The signs, Greenwood Town Manager Kim Sparks said last week, do little to deter speeders and create a false sense of security for children and their families.
They also, she added, attract sexual predators.
For these reasons the Greenwood Board of Selectmen decided against placing a “Children at Play” sign on Irish Neighborhood Road, where one was requested by resident Jaime Colby.
“It’s well documented, those reasons,” Selectman Wayne Hakala said. “I’d just as soon see the parents teach their kids properly.”
By properly, Hakala meant parents should be cautioning their children against going in the road.
Sparks said she was recommending against the sign on the basis of a conversation with Brian Keezer, a traffic engineer who works out of the Maine Department of Transportation’s Dixfield office.
Keezer could not be reached for comment, but Herb Thomson, the department’s director of communications, said DOT has no policy against the signs based on the activities of sexual predators.
They are discouraged because they are simply ineffective, he said. “More to the point, keeping track of where children are at play isn’t something we could accomplish very effectively.”

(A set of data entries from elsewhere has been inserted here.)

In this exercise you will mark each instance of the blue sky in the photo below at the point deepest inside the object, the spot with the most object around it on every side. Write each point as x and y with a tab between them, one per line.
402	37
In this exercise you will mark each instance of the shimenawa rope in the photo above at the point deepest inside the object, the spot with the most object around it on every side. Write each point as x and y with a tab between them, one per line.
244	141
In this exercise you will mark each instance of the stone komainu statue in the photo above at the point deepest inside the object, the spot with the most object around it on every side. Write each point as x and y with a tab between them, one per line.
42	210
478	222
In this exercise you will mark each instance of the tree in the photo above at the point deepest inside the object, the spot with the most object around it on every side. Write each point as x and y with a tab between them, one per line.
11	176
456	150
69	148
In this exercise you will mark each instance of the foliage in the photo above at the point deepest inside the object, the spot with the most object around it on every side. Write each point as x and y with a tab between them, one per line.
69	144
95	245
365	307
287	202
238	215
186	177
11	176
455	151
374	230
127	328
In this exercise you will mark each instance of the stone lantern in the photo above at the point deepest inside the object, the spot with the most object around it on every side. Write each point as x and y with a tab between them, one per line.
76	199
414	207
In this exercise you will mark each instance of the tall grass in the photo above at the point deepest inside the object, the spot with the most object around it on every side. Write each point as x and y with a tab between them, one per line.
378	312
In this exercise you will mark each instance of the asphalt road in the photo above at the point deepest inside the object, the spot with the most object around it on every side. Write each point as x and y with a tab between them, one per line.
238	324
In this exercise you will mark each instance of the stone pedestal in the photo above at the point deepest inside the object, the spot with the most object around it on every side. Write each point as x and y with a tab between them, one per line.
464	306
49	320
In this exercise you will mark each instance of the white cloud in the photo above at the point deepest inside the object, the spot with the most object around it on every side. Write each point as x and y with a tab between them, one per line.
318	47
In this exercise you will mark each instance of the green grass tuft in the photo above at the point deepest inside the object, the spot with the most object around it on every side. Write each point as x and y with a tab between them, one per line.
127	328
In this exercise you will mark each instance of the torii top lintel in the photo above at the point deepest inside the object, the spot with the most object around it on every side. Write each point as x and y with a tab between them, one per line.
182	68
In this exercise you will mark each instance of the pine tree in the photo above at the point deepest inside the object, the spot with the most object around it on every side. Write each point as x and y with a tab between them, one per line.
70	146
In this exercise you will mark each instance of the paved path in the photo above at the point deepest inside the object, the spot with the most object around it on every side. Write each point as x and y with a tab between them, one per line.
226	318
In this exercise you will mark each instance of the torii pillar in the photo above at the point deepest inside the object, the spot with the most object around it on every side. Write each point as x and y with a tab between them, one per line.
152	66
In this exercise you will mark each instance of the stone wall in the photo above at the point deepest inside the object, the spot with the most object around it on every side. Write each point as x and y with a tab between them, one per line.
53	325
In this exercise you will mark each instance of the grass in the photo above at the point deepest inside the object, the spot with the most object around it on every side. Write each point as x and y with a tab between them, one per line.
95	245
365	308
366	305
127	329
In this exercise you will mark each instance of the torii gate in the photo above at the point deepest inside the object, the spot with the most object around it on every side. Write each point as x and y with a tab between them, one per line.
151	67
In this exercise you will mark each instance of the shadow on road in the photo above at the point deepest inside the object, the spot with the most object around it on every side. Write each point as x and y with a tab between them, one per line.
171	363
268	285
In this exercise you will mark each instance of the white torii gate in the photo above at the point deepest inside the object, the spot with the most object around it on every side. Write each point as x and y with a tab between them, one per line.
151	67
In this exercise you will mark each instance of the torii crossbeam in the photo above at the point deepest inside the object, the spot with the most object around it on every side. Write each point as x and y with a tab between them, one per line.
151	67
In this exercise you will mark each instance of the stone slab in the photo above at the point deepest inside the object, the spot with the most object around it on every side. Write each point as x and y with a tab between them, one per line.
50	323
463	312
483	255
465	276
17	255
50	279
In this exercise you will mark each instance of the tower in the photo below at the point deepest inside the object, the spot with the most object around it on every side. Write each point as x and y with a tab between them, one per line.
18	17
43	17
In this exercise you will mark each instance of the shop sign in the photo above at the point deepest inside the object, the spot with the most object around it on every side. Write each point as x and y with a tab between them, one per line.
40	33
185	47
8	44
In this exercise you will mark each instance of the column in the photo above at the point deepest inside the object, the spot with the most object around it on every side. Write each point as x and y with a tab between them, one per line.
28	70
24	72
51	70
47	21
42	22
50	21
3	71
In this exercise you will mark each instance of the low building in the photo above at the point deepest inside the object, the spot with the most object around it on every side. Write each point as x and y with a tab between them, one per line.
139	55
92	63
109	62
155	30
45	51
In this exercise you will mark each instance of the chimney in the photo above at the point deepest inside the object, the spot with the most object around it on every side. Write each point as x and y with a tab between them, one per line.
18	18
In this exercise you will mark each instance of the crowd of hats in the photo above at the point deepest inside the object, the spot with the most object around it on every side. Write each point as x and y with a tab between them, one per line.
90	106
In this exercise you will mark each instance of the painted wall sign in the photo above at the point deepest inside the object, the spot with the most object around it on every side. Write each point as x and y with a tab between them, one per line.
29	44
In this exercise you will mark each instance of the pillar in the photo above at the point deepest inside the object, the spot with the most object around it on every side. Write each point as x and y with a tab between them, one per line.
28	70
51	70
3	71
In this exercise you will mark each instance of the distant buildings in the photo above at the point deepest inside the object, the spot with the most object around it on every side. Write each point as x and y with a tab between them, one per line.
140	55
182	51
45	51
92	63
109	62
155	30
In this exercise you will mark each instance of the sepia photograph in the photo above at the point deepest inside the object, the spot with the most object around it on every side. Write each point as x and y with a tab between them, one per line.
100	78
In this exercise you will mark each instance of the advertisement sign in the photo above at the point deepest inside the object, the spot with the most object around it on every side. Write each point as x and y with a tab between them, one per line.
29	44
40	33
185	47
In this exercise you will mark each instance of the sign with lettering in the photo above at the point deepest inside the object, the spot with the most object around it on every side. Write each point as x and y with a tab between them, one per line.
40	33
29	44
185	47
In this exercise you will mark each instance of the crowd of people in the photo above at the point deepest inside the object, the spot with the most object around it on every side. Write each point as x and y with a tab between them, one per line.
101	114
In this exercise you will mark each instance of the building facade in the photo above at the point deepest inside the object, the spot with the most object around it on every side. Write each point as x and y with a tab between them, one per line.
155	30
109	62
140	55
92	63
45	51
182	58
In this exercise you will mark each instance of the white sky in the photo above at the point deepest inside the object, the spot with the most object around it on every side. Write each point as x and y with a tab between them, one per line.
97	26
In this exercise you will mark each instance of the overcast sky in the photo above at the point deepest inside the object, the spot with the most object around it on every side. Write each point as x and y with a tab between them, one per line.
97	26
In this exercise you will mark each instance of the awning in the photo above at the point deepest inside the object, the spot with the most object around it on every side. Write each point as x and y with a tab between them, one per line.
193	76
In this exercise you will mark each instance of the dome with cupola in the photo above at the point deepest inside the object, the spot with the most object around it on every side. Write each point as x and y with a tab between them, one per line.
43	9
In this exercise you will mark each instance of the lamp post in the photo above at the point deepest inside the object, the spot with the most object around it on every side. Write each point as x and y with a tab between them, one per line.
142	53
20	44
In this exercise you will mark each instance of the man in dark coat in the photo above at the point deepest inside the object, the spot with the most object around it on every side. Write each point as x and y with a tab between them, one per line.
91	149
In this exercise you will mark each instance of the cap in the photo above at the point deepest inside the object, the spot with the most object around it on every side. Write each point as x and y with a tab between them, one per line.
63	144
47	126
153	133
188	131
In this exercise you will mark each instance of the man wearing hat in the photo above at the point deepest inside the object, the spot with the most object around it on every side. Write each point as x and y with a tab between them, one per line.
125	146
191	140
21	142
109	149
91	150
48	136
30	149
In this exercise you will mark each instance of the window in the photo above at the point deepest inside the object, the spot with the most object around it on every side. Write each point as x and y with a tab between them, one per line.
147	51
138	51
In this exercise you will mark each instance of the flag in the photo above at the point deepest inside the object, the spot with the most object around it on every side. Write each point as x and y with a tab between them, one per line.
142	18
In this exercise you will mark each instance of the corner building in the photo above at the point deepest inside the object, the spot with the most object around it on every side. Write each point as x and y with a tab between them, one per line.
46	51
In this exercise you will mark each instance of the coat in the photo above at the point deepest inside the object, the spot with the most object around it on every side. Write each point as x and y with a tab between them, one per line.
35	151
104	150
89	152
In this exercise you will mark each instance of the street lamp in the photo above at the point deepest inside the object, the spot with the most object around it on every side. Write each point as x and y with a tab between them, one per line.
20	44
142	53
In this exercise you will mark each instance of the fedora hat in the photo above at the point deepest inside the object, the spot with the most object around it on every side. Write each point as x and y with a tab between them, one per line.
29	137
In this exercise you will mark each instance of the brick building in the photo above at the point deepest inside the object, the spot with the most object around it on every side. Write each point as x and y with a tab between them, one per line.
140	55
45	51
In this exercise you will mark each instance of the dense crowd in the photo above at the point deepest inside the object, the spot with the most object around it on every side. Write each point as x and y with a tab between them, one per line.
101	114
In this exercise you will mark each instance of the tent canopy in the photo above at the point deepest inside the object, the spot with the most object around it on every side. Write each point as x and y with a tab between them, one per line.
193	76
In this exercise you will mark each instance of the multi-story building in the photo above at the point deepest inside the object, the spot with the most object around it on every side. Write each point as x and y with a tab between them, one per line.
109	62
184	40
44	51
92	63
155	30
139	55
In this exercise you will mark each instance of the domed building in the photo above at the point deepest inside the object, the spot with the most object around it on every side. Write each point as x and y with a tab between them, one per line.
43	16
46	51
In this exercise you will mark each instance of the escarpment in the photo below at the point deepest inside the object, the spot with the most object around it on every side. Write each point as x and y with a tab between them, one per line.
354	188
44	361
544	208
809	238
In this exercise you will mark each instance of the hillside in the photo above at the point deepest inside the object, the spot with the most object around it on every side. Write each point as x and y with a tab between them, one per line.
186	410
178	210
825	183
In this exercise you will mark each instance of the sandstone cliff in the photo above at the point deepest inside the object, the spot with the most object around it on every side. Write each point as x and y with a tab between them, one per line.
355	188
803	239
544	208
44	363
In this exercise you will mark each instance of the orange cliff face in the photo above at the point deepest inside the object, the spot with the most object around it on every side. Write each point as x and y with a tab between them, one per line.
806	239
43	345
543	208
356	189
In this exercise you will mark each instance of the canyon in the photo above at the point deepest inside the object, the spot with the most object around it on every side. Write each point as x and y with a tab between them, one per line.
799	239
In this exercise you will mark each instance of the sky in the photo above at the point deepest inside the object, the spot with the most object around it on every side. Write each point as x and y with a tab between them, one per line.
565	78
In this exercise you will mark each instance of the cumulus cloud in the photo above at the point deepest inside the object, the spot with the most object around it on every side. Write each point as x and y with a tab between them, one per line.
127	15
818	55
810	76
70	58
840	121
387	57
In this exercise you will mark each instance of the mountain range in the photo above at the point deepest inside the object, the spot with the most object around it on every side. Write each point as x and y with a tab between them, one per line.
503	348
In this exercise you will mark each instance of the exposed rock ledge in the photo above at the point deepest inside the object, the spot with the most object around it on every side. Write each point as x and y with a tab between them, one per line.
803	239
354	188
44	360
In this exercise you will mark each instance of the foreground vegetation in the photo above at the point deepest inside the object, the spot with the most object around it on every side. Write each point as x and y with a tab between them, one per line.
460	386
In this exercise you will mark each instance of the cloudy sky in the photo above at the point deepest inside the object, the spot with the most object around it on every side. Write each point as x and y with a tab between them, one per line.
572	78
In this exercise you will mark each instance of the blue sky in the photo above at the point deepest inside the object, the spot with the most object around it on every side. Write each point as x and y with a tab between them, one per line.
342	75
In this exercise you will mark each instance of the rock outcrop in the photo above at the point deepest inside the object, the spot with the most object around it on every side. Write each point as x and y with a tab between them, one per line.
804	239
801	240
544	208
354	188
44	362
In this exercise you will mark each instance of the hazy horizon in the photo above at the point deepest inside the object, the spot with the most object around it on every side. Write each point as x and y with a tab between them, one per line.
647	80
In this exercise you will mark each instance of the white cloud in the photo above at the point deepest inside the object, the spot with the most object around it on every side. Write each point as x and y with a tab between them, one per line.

Assistant State Traffic Engineer Stephen Landry said the department doesn’t recommend the signs, but he’d never heard they attract sexual predators. Landry spoke with Keezer and said the engineer had suggested Sparks may not have wanted to “advertise where your children are” by posting the signs.
But Sparks doesn’t feel she was going out on a limb when relaying her conversation with Keezer to the selectmen. DOT officials warned against the possibility of attracting sexual predators with the signs when she worked in Bowdoinham as well, she said Monday.
Hakala, who just retired from DOT’s Dixfield office, said sexual predators were not an official concern of the department, but they were discussed in relation to the signs.
There also have been news articles and programs that have documented how sexual predators are attracted to the signs, he said.
While there may be an unofficial line DOT holds on the sign issue, law enforcement officials such as Steve McCausland of the Maine Department of Public Safety were surprised to hear “Children at Play” signs may be considered dangerous.
While the signs are not effective at slowing down speeders, he said, “A sexual predator isn’t going to go running around towns and cities looking for a Children at Play’ sign.”
Oxford County Sheriff Skip Herrick for the most part agreed. In a phone message he said he supposed “one could look at that as an opportunity for sexual predators,” but he said he believes the signs do more harm than good.
On Tuesday, Red McAllister and a man who asked to be identified only as Don were standing near a sign that warns motorists on Ellingwood Road in West Paris to slow down because of children.
The sign hasn’t caused a problem, the men said. Nor has it helped.
“What they need to do is they have to be there and they have to start giving people tickets,” McAllister said, calling for more police patrols in the neighborhood.
“It’s just that they do 89 miles an hour through here,” Don added.
The speed limit, the two said as the occasional car sped through, is posted at 35 miles per hour.